Before delving into the question it is imperative to speak about the position of a Corporate Guarantor under the Insolvency & Bankruptcy Code, 2016 (“I&B Code”). The NCLAT vide its judgment in Dr. Vishnu Kumar Agarwal vs M/s Piramal Enterprises Ltd. cleared two legal positions. Firstly, it cleared, that a Financial Creditor can initiate Corporate Insolvency Resolution Process against the Corporate Guarantor, under I&B Code, even before proceeding against the corporate debtor. Secondly, the bench also noted that counter-indemnity obligation in respect of a guarantee comes within the meaning of ‘financial debt’, as per clause (h) of Section 5 (8) of the I&B Code. The NCLAT thus cleared the air on the position of Corporate Guarantor under I&B Code.

For a better understanding of the topic a recent judgment of the NCLT, Chennai Bench being M/s Stanbic Bank Ghana Ltd. vs M/s Rajkumar Impex Pvt. Ltd. (CP/670/IB/2017) is discussed herein below.

Background

The Financial Creditor (M/s Stanbic Bank Ghana Ltd.) entered into Loan Agreements with M/s Rajkumar Impex Ghana Ltd. which was the principle borrower and the wholly owned subsidiary of the Respondent Company. Pursuant to the Loan Agreements the Financial Creditor entered into a deed of guarantee with the Respondent Company. The guarantee was an “on demand” guarantee which was inviolable on demand. The deed also contained an indemnity issued by the Respondent to the Financial Creditor. Upon default from the borrower proceedings were initiated against the Respondent in the courts in England, in terms of the deed, and the court of England passed an order after analyzing the merits despite which the Respondent failed to make payment to the Financial Creditor hence the Creditor initiated the Corporate Insolvency Resolution Process.
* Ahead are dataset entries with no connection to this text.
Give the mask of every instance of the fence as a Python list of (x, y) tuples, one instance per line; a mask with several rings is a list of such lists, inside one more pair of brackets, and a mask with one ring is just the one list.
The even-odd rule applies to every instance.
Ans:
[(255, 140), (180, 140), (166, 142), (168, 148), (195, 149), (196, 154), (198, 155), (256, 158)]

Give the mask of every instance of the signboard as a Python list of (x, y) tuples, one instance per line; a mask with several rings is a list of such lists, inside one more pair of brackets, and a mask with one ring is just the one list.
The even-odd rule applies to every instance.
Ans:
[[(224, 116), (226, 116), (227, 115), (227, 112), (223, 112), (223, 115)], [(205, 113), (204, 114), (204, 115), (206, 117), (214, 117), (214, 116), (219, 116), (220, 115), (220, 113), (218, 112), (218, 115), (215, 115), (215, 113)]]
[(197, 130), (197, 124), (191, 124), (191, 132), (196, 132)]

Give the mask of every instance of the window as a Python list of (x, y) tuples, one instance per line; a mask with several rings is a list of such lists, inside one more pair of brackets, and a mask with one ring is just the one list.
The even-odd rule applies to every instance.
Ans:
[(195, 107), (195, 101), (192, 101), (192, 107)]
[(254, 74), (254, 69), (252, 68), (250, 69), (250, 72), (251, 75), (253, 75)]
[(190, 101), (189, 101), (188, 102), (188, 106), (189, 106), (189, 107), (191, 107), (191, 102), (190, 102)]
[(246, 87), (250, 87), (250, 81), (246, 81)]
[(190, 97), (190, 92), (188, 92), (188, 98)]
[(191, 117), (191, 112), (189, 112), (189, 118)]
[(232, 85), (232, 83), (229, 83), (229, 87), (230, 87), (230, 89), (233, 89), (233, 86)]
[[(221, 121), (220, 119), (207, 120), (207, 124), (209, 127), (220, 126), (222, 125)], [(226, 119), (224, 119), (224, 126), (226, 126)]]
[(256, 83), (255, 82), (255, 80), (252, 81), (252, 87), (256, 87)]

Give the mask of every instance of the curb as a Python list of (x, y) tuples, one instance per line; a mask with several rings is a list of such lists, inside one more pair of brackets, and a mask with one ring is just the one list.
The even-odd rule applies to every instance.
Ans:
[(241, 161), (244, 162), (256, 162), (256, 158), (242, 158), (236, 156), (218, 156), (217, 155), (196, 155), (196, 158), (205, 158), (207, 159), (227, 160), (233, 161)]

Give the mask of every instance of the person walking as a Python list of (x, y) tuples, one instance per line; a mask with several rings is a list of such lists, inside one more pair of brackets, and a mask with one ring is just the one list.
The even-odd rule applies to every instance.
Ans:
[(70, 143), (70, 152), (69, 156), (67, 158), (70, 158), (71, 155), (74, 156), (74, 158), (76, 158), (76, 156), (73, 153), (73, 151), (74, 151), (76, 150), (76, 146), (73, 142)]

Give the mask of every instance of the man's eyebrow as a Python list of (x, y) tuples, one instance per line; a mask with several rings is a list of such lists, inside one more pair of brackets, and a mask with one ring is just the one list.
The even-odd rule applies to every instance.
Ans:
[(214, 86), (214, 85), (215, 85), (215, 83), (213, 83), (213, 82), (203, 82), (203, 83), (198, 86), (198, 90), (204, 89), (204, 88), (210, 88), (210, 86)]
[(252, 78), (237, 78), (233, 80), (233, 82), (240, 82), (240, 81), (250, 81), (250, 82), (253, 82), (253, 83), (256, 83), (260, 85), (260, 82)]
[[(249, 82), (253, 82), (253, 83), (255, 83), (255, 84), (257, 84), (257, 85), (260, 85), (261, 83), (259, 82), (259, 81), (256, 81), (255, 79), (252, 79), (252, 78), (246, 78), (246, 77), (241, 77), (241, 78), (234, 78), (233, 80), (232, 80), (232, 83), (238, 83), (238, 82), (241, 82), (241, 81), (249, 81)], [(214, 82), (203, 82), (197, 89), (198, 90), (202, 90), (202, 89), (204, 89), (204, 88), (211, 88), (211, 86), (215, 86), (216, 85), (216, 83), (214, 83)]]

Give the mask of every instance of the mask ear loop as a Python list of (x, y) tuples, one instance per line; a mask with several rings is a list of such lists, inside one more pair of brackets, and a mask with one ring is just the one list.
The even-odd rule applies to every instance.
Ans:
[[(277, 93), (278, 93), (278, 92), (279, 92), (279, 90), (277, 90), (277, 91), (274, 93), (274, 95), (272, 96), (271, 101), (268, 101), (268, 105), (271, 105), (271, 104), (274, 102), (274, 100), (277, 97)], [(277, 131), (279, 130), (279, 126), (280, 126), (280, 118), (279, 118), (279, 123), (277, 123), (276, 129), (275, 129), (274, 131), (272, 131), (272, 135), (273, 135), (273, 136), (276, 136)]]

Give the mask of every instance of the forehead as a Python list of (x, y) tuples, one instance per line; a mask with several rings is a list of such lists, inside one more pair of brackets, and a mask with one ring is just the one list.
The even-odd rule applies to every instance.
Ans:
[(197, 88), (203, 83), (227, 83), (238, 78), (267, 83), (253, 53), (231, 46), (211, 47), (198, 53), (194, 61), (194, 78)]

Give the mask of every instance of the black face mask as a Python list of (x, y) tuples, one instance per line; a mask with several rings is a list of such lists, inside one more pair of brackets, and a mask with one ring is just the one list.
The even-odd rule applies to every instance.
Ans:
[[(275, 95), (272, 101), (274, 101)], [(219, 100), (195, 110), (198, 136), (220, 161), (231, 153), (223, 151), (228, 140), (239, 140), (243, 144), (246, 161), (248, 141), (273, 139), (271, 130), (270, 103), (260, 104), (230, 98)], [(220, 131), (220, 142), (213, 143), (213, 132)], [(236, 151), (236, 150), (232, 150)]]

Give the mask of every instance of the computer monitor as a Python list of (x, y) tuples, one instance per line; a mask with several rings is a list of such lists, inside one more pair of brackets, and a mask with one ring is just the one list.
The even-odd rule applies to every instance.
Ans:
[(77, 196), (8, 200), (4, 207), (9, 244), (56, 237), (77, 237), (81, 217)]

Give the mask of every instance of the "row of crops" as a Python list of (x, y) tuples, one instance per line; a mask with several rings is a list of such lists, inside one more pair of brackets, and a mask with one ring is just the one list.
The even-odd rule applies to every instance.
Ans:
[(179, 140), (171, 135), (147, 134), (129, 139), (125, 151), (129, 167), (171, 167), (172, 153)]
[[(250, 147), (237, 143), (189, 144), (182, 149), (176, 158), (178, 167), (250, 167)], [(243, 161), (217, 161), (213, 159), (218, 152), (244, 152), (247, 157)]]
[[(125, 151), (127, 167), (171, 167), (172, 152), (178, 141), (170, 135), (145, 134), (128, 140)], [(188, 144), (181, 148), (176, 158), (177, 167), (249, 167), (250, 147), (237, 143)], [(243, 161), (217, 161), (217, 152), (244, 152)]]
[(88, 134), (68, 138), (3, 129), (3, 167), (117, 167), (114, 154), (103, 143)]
Submissions of the Respondent

The Respondent submitted that the petition was not maintainable since (a) the Creditor was not an Indian Company registered under the Companies Act, 2013; (b) a constituted attorney on behalf of the Creditor cannot institute an application under I&B Code, the rules only entitle an authorized representative to verify the pleadings; (c) Principle borrower is an independent company and not a subsidiary of the Respondent Company; (d) having failed to recover money from the principle borrower the Creditor cannot enforce the claim against the Guarantor; (e) the order made by the courts in England is not conclusive and has not been given on merit; (f) lastly the Foreign Exchange Management (Guarantee) Regulations, 2000 (FEMA Regulations) permission to be obtained from Reserve Bank of India before singing of the guarantee.

Submission of the Financial Creditor

The Creditor countered the arguments by stating that (a) dispute with the principle borrower is irrelevant, because the guarantee was “on demand” and it is a settled law that the liability of the Guarantor is co-extensive  with that of the principle borrower; (b) the I&B Code does not prohibit a foreign creditor from filing a petition; (c)the order passed by the court of England, despite being ex-partee was on merits; (d) an authorized representative includes an authorized agent, the Board of Directors authorized the POA to file the petition (relying on Macquirie Bank Ltd. vs Shilpi Cables Technologies Ltd.); (e) dispute is irrelevant for the purpose of  determining an application under Section 7 of I&B Code (relying on M/s Innoventive Industries Ltd. vs. ICICI Bank and another) (f) finally, FEMA Regulations apply only if the principle borrower in an Indian.

Decision by NCLT, Chennai Bench

Relying upon the findings of the order passed by the courts of England the NCLT concluded that the Financial Creditor has made out a prima facie case under I&B Code. The findings of the court of England that were relied upon are that the Respondent in terms of the deed is liable as principle obligator and indemnifier and also that there is no compelling reason for trial and after analyzing evidence the court of England passed its order. The NCLT concluded that it has not power to enforce the foreign decree but it has the power to taking cognizance of the decree and accordingly initiated the Corporate Insolvency Resolution Process.

Conclusion

Having considered the above, the NCLT has rightly admitted the petition and imitated Corporate Insolvency Resolution Process and with that the NCLT has also clarified that a Foreign Creditor can file a petition for Corporate Insolvency Resolution Process under I&B Code against an Indian Corporate Guarantor.